O largo consenso que a proposta obteve entre os deputados permitiu que a lei fosse aprovada por 436 votos contra 34. A votação foi perturbada por um pequeno incidente: tiras de papel onde estava escrito “Não à eutanásia” e “R como resistência” foram lançadas das galerias da assistência sobre deputados de esquerda.

Apesar desse episódio, Claeys e Leonetti encontraram um denominador comum aceite pela esmagadora maioria dos deputados. Embora não satisfaça os defensores do suicídio assistido nem agrade aos que pensam que se foi longe de mais, a nova lei não suscitou reacções extremadas.

Numa sondagem publicada no domingo, 96% dos franceses inquiridos declarou-se favorável à “sedação profunda e contínua”, quando pedida pelo doente. Mas o estudo BVA-Orange-iTELE revela que o apoio cai para 82% nos casos, também previstos na nova lei, em que, na impossibilidade de o doente poder exprimir a sua vontade, a sedação seja decidida pela equipa médica.

“Alguns poderiam esperar que se fosse mais longe, mas foi feita uma escolha. Os grandes avanços em questões sociais são avanços partilhados e aceites por uma grande maioria da população”, disse a ministra da Saúde, Marisol Touraine, citada pelo diário Libération.

O artigo central da lei Claeys-Leonetti tinha já sido aprovado na semana passada. O texto, que terá ainda que ser ratificado pelo Senado, cumpre uma promessa eleitoral do Presidente, François Hollande, que em 2012 defendeu um “consenso” para melhorar a legislação e permitir que os cidadãos tivessem “assistência médica para terminar a vida com dignidade”. O chefe de Estado quis evitar a repetição de uma fractura como a causada pela legalização do casamento homossexual, em 2013, que continua a ser contestado por católicos mais conservadores e por uma parte da direita.
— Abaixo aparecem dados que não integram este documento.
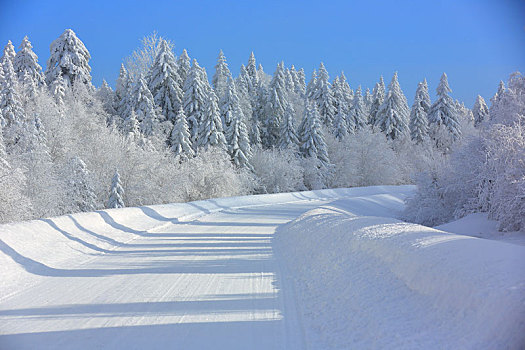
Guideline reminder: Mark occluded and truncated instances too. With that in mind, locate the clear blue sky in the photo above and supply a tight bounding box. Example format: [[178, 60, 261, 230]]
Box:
[[0, 0, 525, 107]]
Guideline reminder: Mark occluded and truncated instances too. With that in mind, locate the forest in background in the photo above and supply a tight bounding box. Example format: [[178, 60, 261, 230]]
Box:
[[0, 29, 525, 231]]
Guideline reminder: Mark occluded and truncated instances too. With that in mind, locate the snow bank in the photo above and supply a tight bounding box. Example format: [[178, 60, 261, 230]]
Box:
[[274, 204, 525, 349], [0, 186, 413, 300]]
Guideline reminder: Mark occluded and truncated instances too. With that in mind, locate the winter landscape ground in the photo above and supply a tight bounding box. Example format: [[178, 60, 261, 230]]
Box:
[[0, 186, 525, 349]]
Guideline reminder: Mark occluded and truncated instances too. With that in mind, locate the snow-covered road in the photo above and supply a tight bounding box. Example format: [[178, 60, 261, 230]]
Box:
[[0, 186, 525, 350]]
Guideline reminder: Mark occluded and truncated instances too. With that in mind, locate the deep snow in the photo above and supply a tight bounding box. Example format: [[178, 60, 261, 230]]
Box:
[[0, 186, 525, 349]]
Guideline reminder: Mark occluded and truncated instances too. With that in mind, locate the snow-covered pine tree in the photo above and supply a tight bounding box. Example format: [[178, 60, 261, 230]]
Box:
[[375, 72, 410, 140], [332, 101, 348, 141], [313, 62, 335, 126], [428, 73, 461, 153], [219, 79, 242, 130], [65, 156, 97, 213], [107, 169, 125, 209], [148, 39, 183, 125], [409, 80, 429, 144], [347, 85, 367, 133], [177, 49, 191, 91], [182, 59, 209, 145], [169, 107, 195, 161], [368, 76, 386, 125], [130, 74, 159, 136], [279, 104, 299, 149], [299, 101, 330, 166], [194, 90, 226, 150], [246, 51, 259, 88], [226, 102, 252, 169], [13, 36, 45, 87], [211, 50, 233, 101], [45, 29, 91, 87], [472, 95, 489, 127], [262, 62, 289, 148]]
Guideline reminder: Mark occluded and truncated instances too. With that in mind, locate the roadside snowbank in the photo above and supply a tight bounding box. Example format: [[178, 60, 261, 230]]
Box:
[[0, 186, 413, 300], [274, 204, 525, 349]]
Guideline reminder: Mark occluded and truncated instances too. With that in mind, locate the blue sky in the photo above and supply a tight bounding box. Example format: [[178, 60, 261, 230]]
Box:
[[0, 0, 525, 107]]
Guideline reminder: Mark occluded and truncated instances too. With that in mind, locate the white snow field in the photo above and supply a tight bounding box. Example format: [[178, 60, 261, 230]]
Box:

A lei aprovada nesta terça-feira  passa também a obrigar os médicos a respeitarem a recusa pelo doente de terapias agressivas, desde que essa rejeição tenha sido previamente expressa, observa a AFP. Até agora, as “directivas antecipadas” do doente em fim de vida deviam ser tidas em conta mas não eram imperativas pelos médicos. Quando a lei entrar em vigor, explica o Libération, a vontade do doente passa a prevalecer sobre o entendimento da equipa médica, “excepto em casos de emergência” e durante o tempo necessário a “uma avaliação completa da situação”.

Em Portugal, o doente pode, graças ao testamento vital, também designado como directiva antecipada de vontade, expressar a vontade sobre os cuidados que quer, ou não, receber em fim de vida, caso esteja impossibilitado de o expressar de forma autónoma.

O debate sobre a eutanásia foi relançado em França no ano passado, em consequência de dois casos muito mediatizados: o julgamento de Nicolas Bonnemaison, médico que acabou por ser absolvido de acusações de ter encurtado a vida a sete pacientes em estado terminal; e a discussão do caso Vincent Lambert . O destino deste último, um homem em estado vegetativo, hoje com 38 anos, que em 2008 sofreu um acidente de viação que o deixou tetraplégico e com lesões cerebrais graves, está a ser discutido pelo Tribunal Europeu dos Direitos do Homem.